I wrote this paper with Daniel Moy, an undergraduate at the University of Minnesota, and Joe Konstan, my advisor.  Also, many of you (my friends and colleagues) helped this research by coding data – thanks!

This paper will be published in the proceedings of CHI 2009, and is currently nominated for a best paper award, which is a real honor.  Also of note is the fact that our Q&A paper at last year’s CHI conference was wedged in a session with a medley of completely unrelated work (e.g., public interactive displays).  This year, Q&A has it’s own session with some outstanding researchers.

Voting Systems Research

I just saw a piece over at Stack overflow’s blog, called Vote Fraud and You – Blog – Stack Overflow.  Stack overflow is a Q&A site geared towards programming.  I think it’s a high-quality site, with many wiki-like features.  It’s designed more for the creation of archival quality information than for ephemeral Q&A (see Yahoo Answers).
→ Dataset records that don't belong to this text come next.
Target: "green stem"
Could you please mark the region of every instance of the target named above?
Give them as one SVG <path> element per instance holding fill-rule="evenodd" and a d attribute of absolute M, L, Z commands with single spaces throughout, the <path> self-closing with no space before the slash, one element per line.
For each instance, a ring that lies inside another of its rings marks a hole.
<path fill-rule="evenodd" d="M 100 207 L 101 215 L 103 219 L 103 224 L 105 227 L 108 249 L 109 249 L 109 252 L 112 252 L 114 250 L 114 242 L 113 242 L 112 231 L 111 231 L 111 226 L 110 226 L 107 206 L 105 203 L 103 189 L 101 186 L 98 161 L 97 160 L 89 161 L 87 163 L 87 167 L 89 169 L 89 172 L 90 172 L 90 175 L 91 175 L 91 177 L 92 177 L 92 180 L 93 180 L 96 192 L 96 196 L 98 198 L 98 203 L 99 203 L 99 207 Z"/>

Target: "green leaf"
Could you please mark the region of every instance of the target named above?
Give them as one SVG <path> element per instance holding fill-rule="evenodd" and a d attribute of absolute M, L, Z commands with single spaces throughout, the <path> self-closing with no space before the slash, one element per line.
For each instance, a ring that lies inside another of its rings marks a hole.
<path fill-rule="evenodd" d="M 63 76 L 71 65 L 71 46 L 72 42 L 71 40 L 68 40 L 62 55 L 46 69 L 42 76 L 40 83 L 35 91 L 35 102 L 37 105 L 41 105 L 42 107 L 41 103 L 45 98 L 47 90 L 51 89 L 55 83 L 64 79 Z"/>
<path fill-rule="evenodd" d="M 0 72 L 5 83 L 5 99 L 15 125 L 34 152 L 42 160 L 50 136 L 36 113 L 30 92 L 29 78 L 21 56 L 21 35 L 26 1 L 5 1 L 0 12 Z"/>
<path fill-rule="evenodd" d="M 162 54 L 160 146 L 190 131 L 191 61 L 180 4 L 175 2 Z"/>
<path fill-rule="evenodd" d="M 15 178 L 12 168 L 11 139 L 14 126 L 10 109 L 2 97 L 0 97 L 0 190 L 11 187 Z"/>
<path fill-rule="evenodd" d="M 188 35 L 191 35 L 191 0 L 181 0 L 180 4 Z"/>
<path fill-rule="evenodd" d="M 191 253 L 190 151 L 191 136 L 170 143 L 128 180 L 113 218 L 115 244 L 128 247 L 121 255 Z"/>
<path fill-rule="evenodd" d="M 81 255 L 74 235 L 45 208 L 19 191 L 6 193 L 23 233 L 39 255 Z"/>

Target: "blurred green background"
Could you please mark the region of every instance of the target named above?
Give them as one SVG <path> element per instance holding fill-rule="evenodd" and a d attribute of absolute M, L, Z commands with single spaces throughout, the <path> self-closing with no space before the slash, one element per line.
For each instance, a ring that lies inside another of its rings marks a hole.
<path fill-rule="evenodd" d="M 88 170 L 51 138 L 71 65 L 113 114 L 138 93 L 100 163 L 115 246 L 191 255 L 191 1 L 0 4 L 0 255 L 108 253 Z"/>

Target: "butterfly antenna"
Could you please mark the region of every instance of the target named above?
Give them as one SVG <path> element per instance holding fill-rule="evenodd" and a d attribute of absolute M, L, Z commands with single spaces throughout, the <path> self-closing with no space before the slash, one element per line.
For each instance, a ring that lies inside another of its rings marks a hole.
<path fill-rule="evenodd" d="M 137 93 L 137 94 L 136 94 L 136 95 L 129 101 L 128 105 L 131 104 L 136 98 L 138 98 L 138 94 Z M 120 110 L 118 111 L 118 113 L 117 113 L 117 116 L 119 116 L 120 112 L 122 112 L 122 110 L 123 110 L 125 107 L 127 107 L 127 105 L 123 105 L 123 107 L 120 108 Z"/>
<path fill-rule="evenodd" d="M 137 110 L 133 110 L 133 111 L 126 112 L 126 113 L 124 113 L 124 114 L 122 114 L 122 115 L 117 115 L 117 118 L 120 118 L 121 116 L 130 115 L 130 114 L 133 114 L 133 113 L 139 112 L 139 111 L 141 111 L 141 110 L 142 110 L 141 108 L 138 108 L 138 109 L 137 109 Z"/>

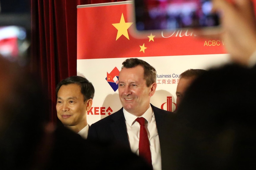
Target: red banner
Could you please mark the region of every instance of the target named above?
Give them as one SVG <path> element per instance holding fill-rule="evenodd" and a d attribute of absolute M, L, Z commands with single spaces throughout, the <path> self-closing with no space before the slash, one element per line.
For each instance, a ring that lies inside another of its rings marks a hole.
<path fill-rule="evenodd" d="M 224 42 L 186 29 L 136 33 L 131 3 L 78 8 L 78 59 L 226 54 Z"/>

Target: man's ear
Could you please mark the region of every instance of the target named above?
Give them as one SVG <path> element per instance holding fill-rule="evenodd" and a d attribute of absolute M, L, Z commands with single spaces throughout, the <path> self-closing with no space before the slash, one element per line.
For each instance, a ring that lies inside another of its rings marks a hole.
<path fill-rule="evenodd" d="M 157 83 L 156 82 L 153 83 L 153 84 L 150 85 L 150 91 L 149 92 L 150 96 L 152 96 L 155 94 L 157 86 Z"/>
<path fill-rule="evenodd" d="M 86 101 L 86 111 L 88 111 L 91 109 L 92 105 L 92 99 L 91 98 L 88 99 Z"/>

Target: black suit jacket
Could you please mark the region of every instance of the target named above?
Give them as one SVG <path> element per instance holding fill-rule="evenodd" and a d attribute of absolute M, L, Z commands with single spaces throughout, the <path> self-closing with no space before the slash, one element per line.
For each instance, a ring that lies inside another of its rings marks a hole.
<path fill-rule="evenodd" d="M 162 169 L 167 169 L 168 164 L 168 129 L 173 121 L 172 112 L 159 109 L 151 105 L 155 115 L 159 137 L 162 160 Z M 125 120 L 122 108 L 117 112 L 91 125 L 88 139 L 118 143 L 130 148 Z"/>
<path fill-rule="evenodd" d="M 255 67 L 226 65 L 196 80 L 169 132 L 170 169 L 255 169 Z"/>

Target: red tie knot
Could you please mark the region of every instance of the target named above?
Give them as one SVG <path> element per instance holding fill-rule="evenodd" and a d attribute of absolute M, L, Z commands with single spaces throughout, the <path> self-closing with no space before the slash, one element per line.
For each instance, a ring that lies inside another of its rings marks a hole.
<path fill-rule="evenodd" d="M 142 117 L 138 117 L 135 120 L 138 122 L 140 126 L 145 125 L 145 119 L 144 118 Z"/>

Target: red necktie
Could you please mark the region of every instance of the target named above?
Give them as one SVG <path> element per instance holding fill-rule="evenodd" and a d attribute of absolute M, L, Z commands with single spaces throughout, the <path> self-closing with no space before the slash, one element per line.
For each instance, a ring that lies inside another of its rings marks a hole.
<path fill-rule="evenodd" d="M 148 133 L 145 127 L 145 119 L 138 117 L 135 120 L 140 125 L 140 140 L 139 142 L 139 154 L 144 158 L 150 165 L 152 166 L 151 154 L 149 147 L 149 141 Z"/>

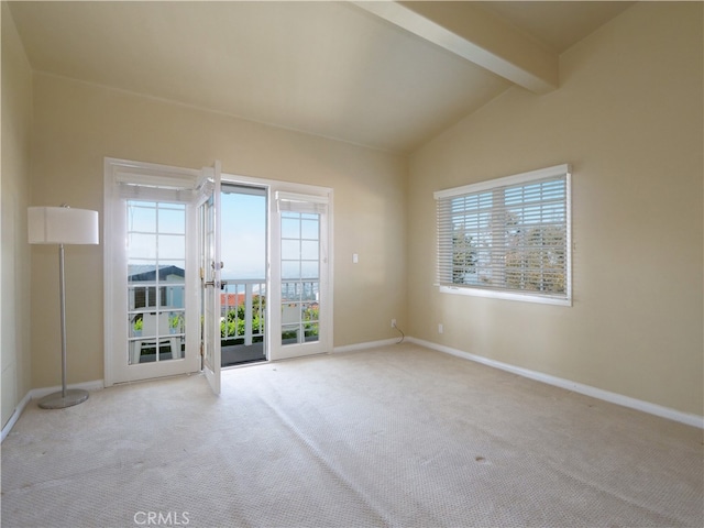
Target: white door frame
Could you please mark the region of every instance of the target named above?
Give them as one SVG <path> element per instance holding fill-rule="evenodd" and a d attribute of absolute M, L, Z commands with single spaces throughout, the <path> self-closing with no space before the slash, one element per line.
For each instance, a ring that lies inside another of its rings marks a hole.
<path fill-rule="evenodd" d="M 124 244 L 125 202 L 120 193 L 124 182 L 140 180 L 143 184 L 193 185 L 201 178 L 201 170 L 105 158 L 103 200 L 103 310 L 105 310 L 105 386 L 116 383 L 148 380 L 169 375 L 186 374 L 200 370 L 198 317 L 186 317 L 186 350 L 183 359 L 158 363 L 128 365 L 128 319 L 127 314 L 127 249 Z M 150 197 L 148 199 L 155 199 Z M 163 198 L 162 201 L 169 201 Z M 198 248 L 197 218 L 194 206 L 186 207 L 186 274 L 185 309 L 187 315 L 198 310 Z"/>
<path fill-rule="evenodd" d="M 266 359 L 270 361 L 296 358 L 299 355 L 319 354 L 332 352 L 333 343 L 333 191 L 329 187 L 320 187 L 307 184 L 295 184 L 290 182 L 278 182 L 273 179 L 254 178 L 250 176 L 237 176 L 232 174 L 221 175 L 223 184 L 245 184 L 263 187 L 267 190 L 267 249 L 266 249 Z M 328 204 L 326 215 L 327 222 L 322 229 L 327 235 L 327 282 L 321 287 L 326 289 L 326 299 L 321 304 L 319 317 L 321 334 L 319 341 L 314 343 L 301 343 L 298 345 L 280 344 L 280 218 L 276 208 L 276 193 L 289 193 L 296 195 L 309 195 L 324 198 Z"/>

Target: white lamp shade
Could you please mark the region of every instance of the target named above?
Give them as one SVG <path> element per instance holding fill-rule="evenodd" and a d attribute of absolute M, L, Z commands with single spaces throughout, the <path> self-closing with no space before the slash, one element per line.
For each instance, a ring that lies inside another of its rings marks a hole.
<path fill-rule="evenodd" d="M 98 211 L 69 207 L 30 207 L 30 244 L 97 244 Z"/>

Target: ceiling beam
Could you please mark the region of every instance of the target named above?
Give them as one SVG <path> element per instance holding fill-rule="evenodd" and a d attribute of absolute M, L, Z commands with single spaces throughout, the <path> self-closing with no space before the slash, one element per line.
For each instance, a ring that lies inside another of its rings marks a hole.
<path fill-rule="evenodd" d="M 535 94 L 558 88 L 558 54 L 474 2 L 353 3 Z"/>

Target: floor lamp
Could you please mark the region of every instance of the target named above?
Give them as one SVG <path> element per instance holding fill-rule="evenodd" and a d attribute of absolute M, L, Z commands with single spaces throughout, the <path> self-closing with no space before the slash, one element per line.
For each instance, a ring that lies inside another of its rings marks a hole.
<path fill-rule="evenodd" d="M 62 310 L 62 391 L 38 402 L 44 409 L 63 409 L 88 399 L 88 392 L 66 388 L 66 295 L 64 244 L 97 244 L 98 211 L 62 207 L 30 207 L 28 210 L 30 244 L 58 244 L 58 275 Z"/>

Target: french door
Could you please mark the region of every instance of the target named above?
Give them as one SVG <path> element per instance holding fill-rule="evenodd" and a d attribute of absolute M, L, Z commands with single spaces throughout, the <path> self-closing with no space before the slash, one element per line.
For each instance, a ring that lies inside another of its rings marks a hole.
<path fill-rule="evenodd" d="M 295 190 L 308 193 L 274 190 L 271 200 L 272 360 L 319 354 L 332 348 L 330 191 Z"/>
<path fill-rule="evenodd" d="M 106 158 L 105 384 L 198 372 L 204 170 Z"/>
<path fill-rule="evenodd" d="M 207 190 L 201 194 L 198 205 L 200 353 L 206 378 L 212 392 L 220 394 L 220 272 L 223 264 L 220 251 L 220 162 L 206 172 Z"/>
<path fill-rule="evenodd" d="M 219 163 L 195 170 L 106 158 L 106 386 L 202 370 L 220 392 L 232 297 L 221 290 L 220 179 Z M 331 189 L 224 179 L 268 195 L 266 359 L 331 351 Z"/>

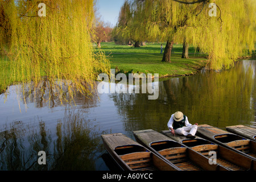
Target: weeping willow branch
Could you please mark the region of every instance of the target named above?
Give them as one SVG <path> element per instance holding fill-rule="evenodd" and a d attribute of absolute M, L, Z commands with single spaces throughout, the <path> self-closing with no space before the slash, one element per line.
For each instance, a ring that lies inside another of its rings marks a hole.
<path fill-rule="evenodd" d="M 50 7 L 43 18 L 35 16 L 42 2 Z M 76 90 L 92 95 L 98 74 L 110 71 L 105 54 L 94 54 L 94 0 L 2 1 L 0 50 L 9 55 L 12 71 L 11 78 L 3 77 L 33 88 L 47 77 L 55 97 L 64 100 L 63 82 L 71 101 Z M 1 81 L 0 89 L 6 88 L 8 81 Z"/>
<path fill-rule="evenodd" d="M 187 4 L 187 5 L 193 5 L 193 4 L 196 4 L 196 3 L 199 3 L 200 2 L 205 2 L 206 3 L 207 2 L 208 2 L 209 0 L 199 0 L 197 1 L 193 1 L 193 2 L 185 2 L 185 1 L 179 1 L 179 0 L 172 0 L 183 4 Z"/>

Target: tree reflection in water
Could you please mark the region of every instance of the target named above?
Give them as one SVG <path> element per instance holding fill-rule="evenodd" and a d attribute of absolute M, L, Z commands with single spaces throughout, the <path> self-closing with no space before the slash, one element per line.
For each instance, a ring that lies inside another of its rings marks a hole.
<path fill-rule="evenodd" d="M 54 91 L 46 81 L 41 85 L 23 92 L 24 104 L 34 102 L 40 108 L 63 104 L 55 96 L 49 100 Z M 80 104 L 79 109 L 66 105 L 71 102 L 66 100 L 63 115 L 53 123 L 39 118 L 29 122 L 7 122 L 0 133 L 0 170 L 94 170 L 100 138 L 94 121 L 86 119 L 88 109 L 97 105 L 98 98 L 93 96 L 88 98 L 77 93 L 72 101 Z M 46 165 L 38 164 L 40 151 L 46 153 Z"/>

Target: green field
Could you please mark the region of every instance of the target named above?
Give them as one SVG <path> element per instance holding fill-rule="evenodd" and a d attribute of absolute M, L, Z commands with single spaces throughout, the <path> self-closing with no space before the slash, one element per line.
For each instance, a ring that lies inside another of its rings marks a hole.
<path fill-rule="evenodd" d="M 116 73 L 158 73 L 159 77 L 187 76 L 197 73 L 207 63 L 205 55 L 200 54 L 193 47 L 189 49 L 189 59 L 181 59 L 183 47 L 174 45 L 172 63 L 162 62 L 161 43 L 146 43 L 146 46 L 134 48 L 114 43 L 101 43 L 101 50 L 108 56 L 111 68 Z M 163 43 L 164 48 L 165 43 Z"/>
<path fill-rule="evenodd" d="M 181 45 L 174 45 L 171 63 L 161 61 L 161 43 L 146 43 L 140 48 L 114 43 L 102 43 L 101 45 L 101 51 L 105 52 L 110 61 L 111 68 L 115 69 L 116 74 L 158 73 L 160 77 L 187 76 L 197 73 L 207 63 L 206 55 L 196 52 L 193 47 L 189 48 L 189 59 L 181 59 Z M 165 43 L 163 45 L 164 48 Z M 11 74 L 10 61 L 6 56 L 0 57 L 0 93 L 6 89 L 6 85 L 22 81 L 20 78 L 13 77 L 11 80 Z"/>

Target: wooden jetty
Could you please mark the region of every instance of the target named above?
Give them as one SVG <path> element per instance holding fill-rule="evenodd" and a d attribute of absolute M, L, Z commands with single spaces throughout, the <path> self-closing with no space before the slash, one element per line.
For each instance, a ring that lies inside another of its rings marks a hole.
<path fill-rule="evenodd" d="M 121 133 L 101 137 L 106 150 L 123 170 L 180 170 Z"/>
<path fill-rule="evenodd" d="M 199 125 L 197 135 L 256 160 L 254 141 L 208 125 Z"/>
<path fill-rule="evenodd" d="M 217 163 L 229 170 L 256 170 L 256 161 L 253 159 L 198 136 L 189 139 L 185 136 L 175 135 L 174 136 L 169 130 L 162 131 L 161 133 L 208 158 L 212 156 L 212 151 L 214 151 L 217 154 Z"/>
<path fill-rule="evenodd" d="M 227 126 L 226 130 L 235 134 L 256 141 L 256 129 L 244 125 L 235 125 Z"/>
<path fill-rule="evenodd" d="M 218 164 L 210 164 L 203 155 L 152 130 L 133 132 L 136 140 L 182 171 L 227 171 Z"/>

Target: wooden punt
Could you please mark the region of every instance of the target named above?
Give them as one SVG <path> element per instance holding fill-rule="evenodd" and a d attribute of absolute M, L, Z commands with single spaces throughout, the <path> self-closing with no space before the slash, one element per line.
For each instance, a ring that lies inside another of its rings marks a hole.
<path fill-rule="evenodd" d="M 182 171 L 227 171 L 218 164 L 210 165 L 208 158 L 152 130 L 133 132 L 138 142 L 166 159 Z"/>
<path fill-rule="evenodd" d="M 198 126 L 197 135 L 256 160 L 256 142 L 208 125 Z"/>
<path fill-rule="evenodd" d="M 192 150 L 210 158 L 214 151 L 217 154 L 217 163 L 230 171 L 249 171 L 256 169 L 256 162 L 231 149 L 210 142 L 198 136 L 195 139 L 188 139 L 185 136 L 175 135 L 174 136 L 169 130 L 162 131 L 161 133 Z"/>
<path fill-rule="evenodd" d="M 162 158 L 121 133 L 101 135 L 106 150 L 124 171 L 176 171 Z"/>
<path fill-rule="evenodd" d="M 226 130 L 235 134 L 256 141 L 256 129 L 244 125 L 235 125 L 227 126 Z"/>

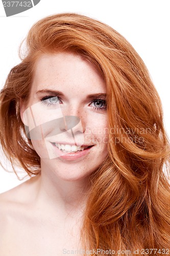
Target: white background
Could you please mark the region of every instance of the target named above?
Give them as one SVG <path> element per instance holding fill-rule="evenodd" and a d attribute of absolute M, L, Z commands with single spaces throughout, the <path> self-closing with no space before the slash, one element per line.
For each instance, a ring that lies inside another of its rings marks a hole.
<path fill-rule="evenodd" d="M 141 57 L 161 97 L 164 124 L 169 135 L 169 0 L 41 0 L 34 8 L 7 17 L 0 1 L 0 89 L 11 68 L 20 62 L 19 46 L 34 23 L 54 13 L 86 15 L 120 33 Z M 20 182 L 15 175 L 0 166 L 0 193 Z"/>

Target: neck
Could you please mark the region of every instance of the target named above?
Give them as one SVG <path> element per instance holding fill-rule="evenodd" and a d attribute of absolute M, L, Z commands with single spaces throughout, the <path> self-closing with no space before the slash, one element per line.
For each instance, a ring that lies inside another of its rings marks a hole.
<path fill-rule="evenodd" d="M 36 201 L 40 207 L 62 214 L 75 214 L 83 210 L 90 188 L 89 177 L 80 180 L 63 180 L 41 163 L 38 179 Z"/>

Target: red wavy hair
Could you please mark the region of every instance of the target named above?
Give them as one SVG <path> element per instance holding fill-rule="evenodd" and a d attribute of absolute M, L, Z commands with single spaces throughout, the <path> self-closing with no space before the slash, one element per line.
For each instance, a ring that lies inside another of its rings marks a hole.
<path fill-rule="evenodd" d="M 161 102 L 141 58 L 112 28 L 75 13 L 38 21 L 26 44 L 21 62 L 12 69 L 1 93 L 0 139 L 6 156 L 30 176 L 40 173 L 39 157 L 26 138 L 20 117 L 19 100 L 28 99 L 41 54 L 61 51 L 85 56 L 106 84 L 109 132 L 108 156 L 91 177 L 82 244 L 87 250 L 130 250 L 133 254 L 138 248 L 148 255 L 147 249 L 155 248 L 149 254 L 165 254 L 162 250 L 170 244 L 169 144 Z"/>

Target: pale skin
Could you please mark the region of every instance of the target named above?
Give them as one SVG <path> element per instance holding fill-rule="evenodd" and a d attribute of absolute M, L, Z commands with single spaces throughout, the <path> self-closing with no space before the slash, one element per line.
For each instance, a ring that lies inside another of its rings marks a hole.
<path fill-rule="evenodd" d="M 75 137 L 79 140 L 83 134 L 84 143 L 93 146 L 76 160 L 49 159 L 44 141 L 32 140 L 41 157 L 41 174 L 0 195 L 0 248 L 6 256 L 61 255 L 64 248 L 82 249 L 80 231 L 89 177 L 108 155 L 106 111 L 88 97 L 106 93 L 95 66 L 71 53 L 42 55 L 29 100 L 27 105 L 20 102 L 23 123 L 24 111 L 48 96 L 37 92 L 47 89 L 62 92 L 59 102 L 63 115 L 76 116 L 81 121 L 81 127 L 73 130 Z M 62 135 L 62 141 L 69 141 L 70 133 Z"/>

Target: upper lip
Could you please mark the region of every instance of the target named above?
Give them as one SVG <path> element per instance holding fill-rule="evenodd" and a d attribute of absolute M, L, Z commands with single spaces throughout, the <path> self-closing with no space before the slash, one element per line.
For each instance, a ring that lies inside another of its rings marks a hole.
<path fill-rule="evenodd" d="M 63 144 L 64 145 L 70 145 L 70 146 L 93 146 L 93 145 L 87 145 L 87 144 L 83 144 L 83 145 L 76 145 L 75 143 L 68 143 L 68 142 L 56 142 L 56 141 L 51 141 L 52 143 L 57 143 L 57 144 Z"/>

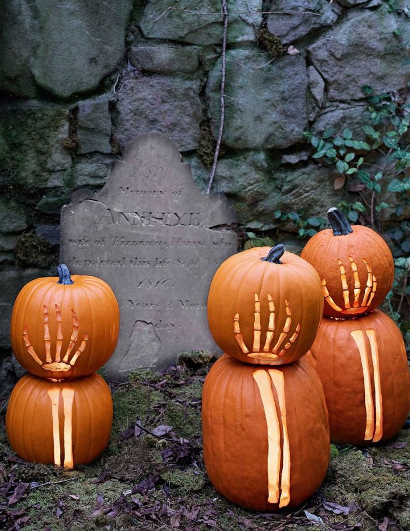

This post reminds me that voting systems are still poorly understood, and a rich research area.  For example, the article discusses the development of technology that automatically detects “revenge voting patterns”.  Very cool.  However, I’m sad that most of this work appears to be happing (for the time being) in industry, where it’s harder for the rest of us to learn from these innovations.

Researchers: let’s see more work on voting systems!  If I build a points system into my community site, how should it work?